Работа с гомологами белка recA Neptuniibacter halophilus.

Поиск гомологов выбранного мной белка в Swiss-Prot

Сначала я запустил BLAST для последовательности своего белка. Ниже приведены все параметры, отличающиеся от параметров по умолчанию, а также запрос.

После выполнения запроса я нашёл семь подходящих белков с E-value больше "машинного нуля" и получил FASTA-файл с нужными последовательностями.

Далее я открыл его в JalView и запустил Muscle. Получил и покрасил выравнивание. Также отсортировал его по попарной идентичности.

Белки из выравнивания решил не удалять. Активный центр (GPESSGKT)[1] оказался консервативным, а в прочих позициях нет радикально отличающихся доменов.

Поиск гомологов зрелого вирусного белка, вырезанного из полипротеина в Swiss-Prot

Сначала нужно найти такую запись в UniProt.
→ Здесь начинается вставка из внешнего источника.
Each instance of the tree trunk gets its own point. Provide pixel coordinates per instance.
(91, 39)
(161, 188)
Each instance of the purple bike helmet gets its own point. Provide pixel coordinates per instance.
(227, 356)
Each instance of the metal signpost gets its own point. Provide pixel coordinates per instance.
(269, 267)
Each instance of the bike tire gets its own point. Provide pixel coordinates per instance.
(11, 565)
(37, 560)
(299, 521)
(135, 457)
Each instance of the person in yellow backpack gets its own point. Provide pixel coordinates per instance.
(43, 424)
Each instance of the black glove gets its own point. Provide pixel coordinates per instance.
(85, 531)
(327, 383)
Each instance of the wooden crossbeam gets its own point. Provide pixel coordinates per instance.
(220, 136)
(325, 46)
Я решил работать с ВИЧ.

UniProtKB:

(taxonomy_id:11676) AND (protein_name:polyprotein) AND (reviewed:true)

Было получено 125 находок. Среди них я выбрал самую большую:

Дальше я нашёл все ключевые слова 'CHAIN', выбрал последовательность для обратной транскриптазы и вырезал её.

Я скопировал последовательность из файла, полученного выше, и запустил по ней BLAST.

Выдача BLAST.

Я получил результаты и выбрал 8 белков, в том числе один для Homo sapiens (Endogenous retrovirus group K member 7 Pol protein). FASTA-файл

Получено выравнивание.

Также я запустил BLAST второй раз, но уже только для Viruses

Выдача BLAST.

FASTA-файл с выбранными белками

Исследование зависимости E-value от объёма банка

По этому запросу все ненулевые E-value стали меньше, чем по первому, а белки, в систематике которых был указан Homo sapiens, больше не отображались.
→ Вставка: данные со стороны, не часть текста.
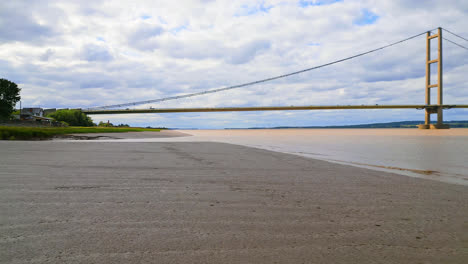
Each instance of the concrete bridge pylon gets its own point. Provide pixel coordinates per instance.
(437, 108)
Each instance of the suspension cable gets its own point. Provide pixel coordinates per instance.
(258, 81)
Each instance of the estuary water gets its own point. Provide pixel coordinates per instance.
(432, 154)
Например, для кошачьего иммунодефицита в первом случае E-value - 2e-159, а во втором - 1e-160. Второе очевидно меньше.

Я поделил первое на второе, чтобы нивеллировать влияние констант. Вирусных оказалось в 20 раз меньше, чем прочих белков. Для трёх белков кошачьего иммунодефицита это значение оказалось равным 16,689.

Изменение E-value я связываю с уменьшением набора последовательностей по которым мы производим поиск. Таким образом, случайная последовательность имеет меньшую вероятность совпадения с некоторой последовательностью из набора.

Источники:

  1. recA для Bacillus subtilis - UniProt.